In fact, they were so righteous that they became self-righteous. They felt they had no need of God’s mercy or forgiveness, for they performed well all that was required of them. Their rituals saved them, is what they thought.

In today’s Gospel, we have another instance of the deviousness of the Pharisees.

The Law of Moses, as enunciated in Deuteronomy, enjoined the Jewish community to honour and care for their aged parents. This was part of their written scripture. However, during Jesus’s time, an oral convention had come into vogue, namely the use of the word qorban, ‘sacrifice’ as a formula for a sacred oath.

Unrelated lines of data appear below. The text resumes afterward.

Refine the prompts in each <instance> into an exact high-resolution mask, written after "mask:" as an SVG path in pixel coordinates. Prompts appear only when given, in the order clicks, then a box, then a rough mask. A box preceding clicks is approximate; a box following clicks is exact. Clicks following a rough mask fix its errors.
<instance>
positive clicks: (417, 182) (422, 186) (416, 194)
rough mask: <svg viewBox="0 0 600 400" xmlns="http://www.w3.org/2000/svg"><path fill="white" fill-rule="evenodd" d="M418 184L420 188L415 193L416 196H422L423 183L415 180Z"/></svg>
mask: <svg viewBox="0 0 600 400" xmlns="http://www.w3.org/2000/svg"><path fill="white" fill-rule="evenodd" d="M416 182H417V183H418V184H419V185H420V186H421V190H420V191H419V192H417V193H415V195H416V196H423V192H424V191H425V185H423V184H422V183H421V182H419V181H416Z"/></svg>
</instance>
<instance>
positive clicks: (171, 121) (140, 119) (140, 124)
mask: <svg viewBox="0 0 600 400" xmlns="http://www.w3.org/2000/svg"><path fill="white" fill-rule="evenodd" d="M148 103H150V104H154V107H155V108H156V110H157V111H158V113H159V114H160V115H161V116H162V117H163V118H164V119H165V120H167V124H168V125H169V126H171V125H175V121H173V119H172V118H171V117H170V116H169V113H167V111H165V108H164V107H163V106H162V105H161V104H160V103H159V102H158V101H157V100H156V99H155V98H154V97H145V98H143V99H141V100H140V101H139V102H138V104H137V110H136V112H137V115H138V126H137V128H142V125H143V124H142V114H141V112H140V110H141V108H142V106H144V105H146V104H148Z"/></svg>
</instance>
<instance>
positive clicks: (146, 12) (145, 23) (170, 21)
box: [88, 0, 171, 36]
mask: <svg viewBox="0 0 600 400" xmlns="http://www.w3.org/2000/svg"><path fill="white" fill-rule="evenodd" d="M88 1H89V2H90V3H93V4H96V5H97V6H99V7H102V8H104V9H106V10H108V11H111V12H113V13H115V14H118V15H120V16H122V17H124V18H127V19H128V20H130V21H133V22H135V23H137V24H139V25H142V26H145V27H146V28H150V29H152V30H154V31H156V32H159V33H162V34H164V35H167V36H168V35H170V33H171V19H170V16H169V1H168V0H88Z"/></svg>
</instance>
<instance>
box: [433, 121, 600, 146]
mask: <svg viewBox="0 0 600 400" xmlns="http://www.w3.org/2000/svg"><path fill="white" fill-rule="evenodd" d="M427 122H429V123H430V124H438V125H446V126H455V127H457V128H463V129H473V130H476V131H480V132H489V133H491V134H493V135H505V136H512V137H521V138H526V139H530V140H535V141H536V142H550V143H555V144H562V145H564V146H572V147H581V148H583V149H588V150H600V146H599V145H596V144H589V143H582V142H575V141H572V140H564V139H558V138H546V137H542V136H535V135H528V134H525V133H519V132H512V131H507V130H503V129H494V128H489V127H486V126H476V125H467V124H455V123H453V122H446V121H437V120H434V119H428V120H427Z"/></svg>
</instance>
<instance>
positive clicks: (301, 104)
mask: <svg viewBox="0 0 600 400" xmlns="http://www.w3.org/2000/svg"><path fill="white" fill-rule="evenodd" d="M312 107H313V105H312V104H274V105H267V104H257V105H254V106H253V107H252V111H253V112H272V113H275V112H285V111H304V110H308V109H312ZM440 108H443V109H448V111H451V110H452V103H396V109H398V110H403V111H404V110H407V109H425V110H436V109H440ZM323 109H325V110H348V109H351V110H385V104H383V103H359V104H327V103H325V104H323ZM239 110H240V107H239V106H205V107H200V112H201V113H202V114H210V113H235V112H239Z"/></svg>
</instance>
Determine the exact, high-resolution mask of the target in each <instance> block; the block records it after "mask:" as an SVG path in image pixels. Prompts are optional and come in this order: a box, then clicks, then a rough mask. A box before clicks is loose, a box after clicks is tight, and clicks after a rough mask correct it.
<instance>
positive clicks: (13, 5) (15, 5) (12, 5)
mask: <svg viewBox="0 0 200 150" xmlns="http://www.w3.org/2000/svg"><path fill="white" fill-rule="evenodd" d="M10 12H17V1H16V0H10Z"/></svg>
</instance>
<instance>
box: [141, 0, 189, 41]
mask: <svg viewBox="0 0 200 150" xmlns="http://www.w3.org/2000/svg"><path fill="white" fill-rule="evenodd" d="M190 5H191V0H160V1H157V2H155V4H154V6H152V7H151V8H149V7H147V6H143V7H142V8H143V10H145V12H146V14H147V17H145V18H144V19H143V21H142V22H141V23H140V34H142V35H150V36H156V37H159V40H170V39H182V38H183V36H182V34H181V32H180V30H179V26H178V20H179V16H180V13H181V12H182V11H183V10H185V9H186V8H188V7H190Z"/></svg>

A Jew therefore might say to his parents, “Anything of mine which could be used for your benefit is now set apart as a sacrifice for God.” Thus, says Jesus, you Pharisees use a bogus oath to nullify the demands of Scripture, and to let you off your responsibility for caring for your aged parents. Whereas you pretend that you are offering a sacrifice to God, in actuality you are disobeying one of God’s commandments.

To put it in a sentence: Jesus was sharp in his criticism of those ‘good’ people who claim they are worshipping God when in actuality they despise and dishonour their neighbour.

In another place, he will state categorically: the love of God is love shown to one’s neighbour. And one’s neighbour is not someone related by kinship or geography. One’s neighbour is anyone who has need of my help. No one has been more categorical than Jesus in this.